Aufschieberitis Morgen - ganz sicher

  • von Sylvie-Sophie Schindler
Wer unter Prokrastination leidet, schiebt Wichtiges auf, wo es nur geht
Wer unter Prokrastination leidet, schiebt Wichtiges auf, wo es nur geht
© Colourbox
Wer Wichtiges wieder und wieder aufschiebt, hört oft: "Reiß dich zusammen." Doch Menschen, die unter Prokrastination leiden, sind nicht einfach nur faul.

In der Regel meldet man sich im Fitnessstudio an, um ein paar Pfunde loszuwerden, um seinen Körper zu stählen, um in Form zu bleiben. Solche Gründe eben. Bei Nina Holzner (Name von der Redaktion geändert) aber war es anders. Sie schwitzte regelmäßig auf dem Laufband, um dem zu entgehen, was zu Hause wartete: ihre Diplomarbeit.

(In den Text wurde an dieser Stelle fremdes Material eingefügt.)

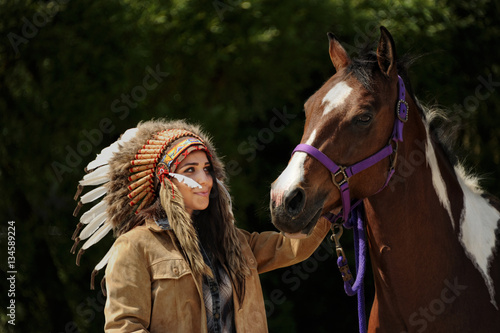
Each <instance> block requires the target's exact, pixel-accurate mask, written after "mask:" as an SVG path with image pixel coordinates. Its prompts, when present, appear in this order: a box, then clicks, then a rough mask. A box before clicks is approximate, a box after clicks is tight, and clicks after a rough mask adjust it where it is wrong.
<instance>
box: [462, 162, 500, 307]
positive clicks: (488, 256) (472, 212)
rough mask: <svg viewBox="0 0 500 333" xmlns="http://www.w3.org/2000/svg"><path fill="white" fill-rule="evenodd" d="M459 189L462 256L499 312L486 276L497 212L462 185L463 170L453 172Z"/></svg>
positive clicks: (492, 285)
mask: <svg viewBox="0 0 500 333" xmlns="http://www.w3.org/2000/svg"><path fill="white" fill-rule="evenodd" d="M455 172H456V173H457V175H458V177H457V178H458V181H459V183H460V187H461V188H462V191H463V193H464V208H463V210H462V215H461V218H460V242H461V243H462V246H463V247H464V249H465V253H466V254H467V256H468V257H469V259H470V260H471V261H472V262H473V263H474V266H476V268H477V269H478V270H479V272H480V273H481V275H482V276H483V279H484V281H485V283H486V287H487V288H488V292H489V293H490V298H491V300H490V301H491V303H492V304H493V305H494V306H495V308H496V309H497V310H498V305H497V304H496V302H495V288H494V285H493V279H492V278H491V276H490V275H489V274H488V266H489V264H490V262H491V261H492V260H493V256H494V250H495V231H496V229H497V223H498V220H500V212H498V211H497V210H496V209H495V208H494V207H493V206H491V205H490V204H489V203H488V201H487V200H485V199H484V198H483V197H481V194H480V193H477V192H476V191H474V190H473V189H471V188H470V187H469V186H467V184H466V183H465V180H464V178H463V177H461V174H462V170H459V169H457V168H455Z"/></svg>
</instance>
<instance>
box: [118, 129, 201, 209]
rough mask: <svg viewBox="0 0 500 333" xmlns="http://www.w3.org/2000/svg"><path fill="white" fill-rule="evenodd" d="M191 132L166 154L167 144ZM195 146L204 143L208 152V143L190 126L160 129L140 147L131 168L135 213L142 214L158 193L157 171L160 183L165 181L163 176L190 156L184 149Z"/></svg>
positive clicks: (165, 174)
mask: <svg viewBox="0 0 500 333" xmlns="http://www.w3.org/2000/svg"><path fill="white" fill-rule="evenodd" d="M187 136H188V137H189V138H188V139H186V140H182V141H180V142H179V143H177V144H176V145H175V146H174V147H172V148H170V149H169V150H168V151H167V153H165V154H164V155H163V152H164V151H165V148H166V147H168V146H169V145H170V144H172V142H174V141H176V140H177V139H179V138H182V137H187ZM193 146H197V147H202V148H200V149H202V150H205V151H206V152H208V149H207V148H206V146H205V144H204V143H203V141H202V140H201V139H200V138H199V137H198V136H197V135H195V134H193V133H191V132H189V131H186V130H180V129H170V130H166V131H161V132H159V133H157V134H156V135H155V137H154V139H152V140H148V141H147V142H146V144H145V145H144V146H143V147H142V148H141V149H140V150H139V151H138V153H137V155H135V160H134V161H132V162H131V165H133V167H132V168H130V169H129V172H130V173H131V175H130V176H129V178H128V180H129V181H131V182H132V183H131V184H130V185H129V186H128V189H129V191H130V193H129V194H128V198H129V199H130V203H129V205H130V206H137V209H136V211H135V214H138V213H139V212H140V211H141V210H142V209H144V208H145V207H147V206H149V204H151V203H152V202H153V201H154V199H155V197H156V194H155V189H154V177H155V175H156V177H157V180H158V181H160V182H159V183H158V184H161V181H163V177H165V176H166V175H168V174H169V173H170V172H173V171H175V168H176V167H177V165H178V164H179V163H180V162H181V161H182V159H184V158H185V156H187V154H185V155H183V154H182V153H183V152H186V153H189V152H190V151H189V152H187V151H186V150H188V148H190V147H193ZM181 157H182V158H181ZM155 169H156V173H155Z"/></svg>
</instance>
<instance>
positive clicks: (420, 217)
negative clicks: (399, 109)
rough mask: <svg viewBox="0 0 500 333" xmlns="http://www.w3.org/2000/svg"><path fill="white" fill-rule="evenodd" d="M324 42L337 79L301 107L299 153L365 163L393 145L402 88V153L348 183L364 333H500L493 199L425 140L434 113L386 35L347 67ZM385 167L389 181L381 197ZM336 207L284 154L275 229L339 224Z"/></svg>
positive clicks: (284, 229)
mask: <svg viewBox="0 0 500 333" xmlns="http://www.w3.org/2000/svg"><path fill="white" fill-rule="evenodd" d="M329 38H330V47H329V51H330V58H331V60H332V62H333V65H334V67H335V69H336V74H335V75H334V76H332V77H331V78H330V79H329V80H328V81H327V82H326V83H325V84H324V85H323V86H322V87H321V88H320V89H319V90H318V91H317V92H316V93H315V94H314V95H312V96H311V97H310V98H309V99H308V100H307V102H306V103H305V112H306V122H305V126H304V133H303V136H302V139H301V144H307V145H310V146H313V147H315V148H317V149H318V150H320V151H321V152H322V153H324V154H325V155H326V156H327V157H328V158H329V159H330V160H331V161H333V162H334V163H336V164H337V165H344V166H349V165H353V164H355V163H357V162H359V161H362V160H364V159H365V158H367V157H369V156H371V155H373V154H375V153H376V152H377V151H379V150H380V149H381V148H382V147H384V146H387V142H388V140H389V138H390V137H391V134H392V132H393V128H394V126H393V124H394V122H395V121H396V120H397V119H396V112H395V109H396V104H397V100H398V75H400V76H401V77H403V78H404V82H405V84H406V87H407V94H406V102H407V103H408V110H409V111H408V113H409V114H408V120H407V121H406V123H404V130H403V140H402V142H400V143H399V146H396V145H395V144H393V143H391V145H392V146H393V149H394V152H393V153H392V154H390V156H388V157H386V158H384V159H382V160H381V161H380V162H378V163H376V164H374V165H372V166H370V167H369V168H367V169H365V170H363V171H361V172H359V173H357V174H355V175H353V176H352V177H350V178H349V179H348V185H349V189H350V199H351V200H354V199H363V203H364V207H365V215H366V216H365V221H366V222H365V223H366V234H367V238H368V242H369V254H370V259H371V263H372V268H373V272H374V280H375V300H374V303H373V306H372V310H371V314H370V318H369V327H368V331H370V332H375V331H376V332H397V333H399V332H424V331H427V332H500V311H499V307H500V254H499V253H498V251H499V249H500V231H499V230H500V226H499V225H500V212H499V210H500V205H499V204H498V200H496V199H495V198H492V197H490V196H488V195H487V194H486V193H484V192H483V191H482V190H481V189H480V188H479V187H478V185H477V181H476V180H475V179H474V178H472V177H469V176H467V175H465V173H464V172H463V169H462V168H461V167H460V166H459V165H456V164H454V163H452V162H451V161H452V160H453V159H451V158H450V155H449V154H448V149H447V148H446V147H444V145H443V144H441V143H440V141H439V139H438V138H437V136H436V135H435V133H433V130H432V126H431V125H430V122H431V118H432V113H431V112H430V111H428V110H424V109H423V108H422V107H421V106H420V105H419V104H418V102H417V101H416V99H415V97H414V96H413V94H412V93H411V91H410V89H408V87H409V81H408V79H407V78H406V73H405V70H404V69H403V66H400V65H398V64H397V61H396V51H395V44H394V41H393V39H392V37H391V35H390V33H389V32H388V31H387V30H386V29H385V28H383V27H381V37H380V40H379V43H378V47H377V51H376V52H373V51H372V52H366V54H363V55H360V57H359V58H358V59H350V58H349V56H348V55H347V53H346V51H345V50H344V48H343V47H342V46H341V44H340V43H339V42H338V40H337V39H336V38H335V37H334V36H333V34H329ZM394 160H395V161H396V162H395V165H394V164H393V163H392V161H394ZM391 167H394V169H395V173H394V175H393V177H392V179H391V181H390V182H389V184H388V186H386V187H385V188H384V189H383V190H381V191H379V190H380V189H381V188H383V187H384V184H385V182H386V179H387V177H388V173H389V172H390V169H391ZM337 176H338V175H337ZM344 177H345V175H344ZM333 178H335V177H333ZM333 180H335V179H333ZM335 181H336V182H337V183H338V182H339V181H340V180H338V179H337V180H335ZM341 202H342V200H341V195H340V191H339V189H338V187H337V186H335V185H334V182H333V181H332V174H331V172H330V171H329V170H328V169H327V168H326V167H325V166H324V165H322V164H321V163H320V162H319V161H318V160H317V159H316V158H314V157H312V156H311V155H310V154H308V153H306V152H303V151H298V152H295V153H294V154H293V156H292V158H291V160H290V161H289V163H288V166H287V167H286V169H285V170H284V171H283V172H282V173H281V175H280V176H279V178H278V179H277V180H276V181H275V182H274V183H273V184H272V188H271V203H270V207H271V213H272V218H273V223H274V225H275V226H276V227H277V228H278V229H280V230H281V231H283V232H284V233H285V234H287V235H288V236H290V237H301V236H304V235H306V234H308V233H309V232H310V231H311V230H312V228H313V227H314V225H315V224H316V223H317V220H318V219H319V218H320V216H321V215H324V214H327V213H328V212H333V213H338V212H339V211H340V209H341V207H342V203H341Z"/></svg>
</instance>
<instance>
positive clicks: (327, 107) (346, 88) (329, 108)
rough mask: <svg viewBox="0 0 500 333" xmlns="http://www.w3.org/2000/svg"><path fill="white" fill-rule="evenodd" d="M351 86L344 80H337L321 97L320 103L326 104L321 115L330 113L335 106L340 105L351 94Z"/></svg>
mask: <svg viewBox="0 0 500 333" xmlns="http://www.w3.org/2000/svg"><path fill="white" fill-rule="evenodd" d="M351 91H352V88H351V87H349V86H348V85H347V83H345V82H339V83H337V84H336V85H335V86H333V88H332V89H330V91H329V92H328V93H327V94H326V95H325V97H323V100H322V102H321V105H323V104H326V105H325V108H324V109H323V116H324V115H326V114H328V113H330V112H331V111H332V110H333V109H335V108H336V107H337V106H339V105H342V104H343V103H344V101H345V100H346V99H347V97H349V95H350V94H351Z"/></svg>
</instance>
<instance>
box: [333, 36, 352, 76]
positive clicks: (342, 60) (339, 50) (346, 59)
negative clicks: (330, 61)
mask: <svg viewBox="0 0 500 333" xmlns="http://www.w3.org/2000/svg"><path fill="white" fill-rule="evenodd" d="M328 39H329V40H330V49H329V52H330V59H332V63H333V67H335V70H336V71H337V72H338V71H340V70H341V69H342V68H344V67H347V66H348V65H349V64H350V63H351V59H350V58H349V56H348V55H347V52H346V51H345V49H344V48H343V47H342V45H341V44H340V42H339V41H338V39H337V37H335V35H334V34H332V33H331V32H329V33H328Z"/></svg>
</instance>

"Eigentlich sind Fitnessstudios nicht mein Fall, aber als mir klar wurde, dass ich mich dann nicht an den Schreibtisch setzen muss, habe ich mich einfach angemeldet", erzählt die 26-Jährige. "So hatte ich immer eine gute Ausrede." Wobei die Studentin um solche nicht gerade verlegen war. Als sie beispielsweise über dem ersten Kapitel saß, das dringend geschrieben werden musste, packte sie sich ihren Wäschekorb und bügelte stattdessen stundenlang. "Ich hasse Bügeln", sagt sie. Aber als Vermeidungsstrategie war die ungeliebte Hausarbeit höchst willkommen. Denn Nina Holzner gehört zu den Menschen, die Wichtiges aufschieben, wo und wie es nur geht, und dabei höchst erfinderisch sind. Experten haben einen Begriff dafür: Prokrastination.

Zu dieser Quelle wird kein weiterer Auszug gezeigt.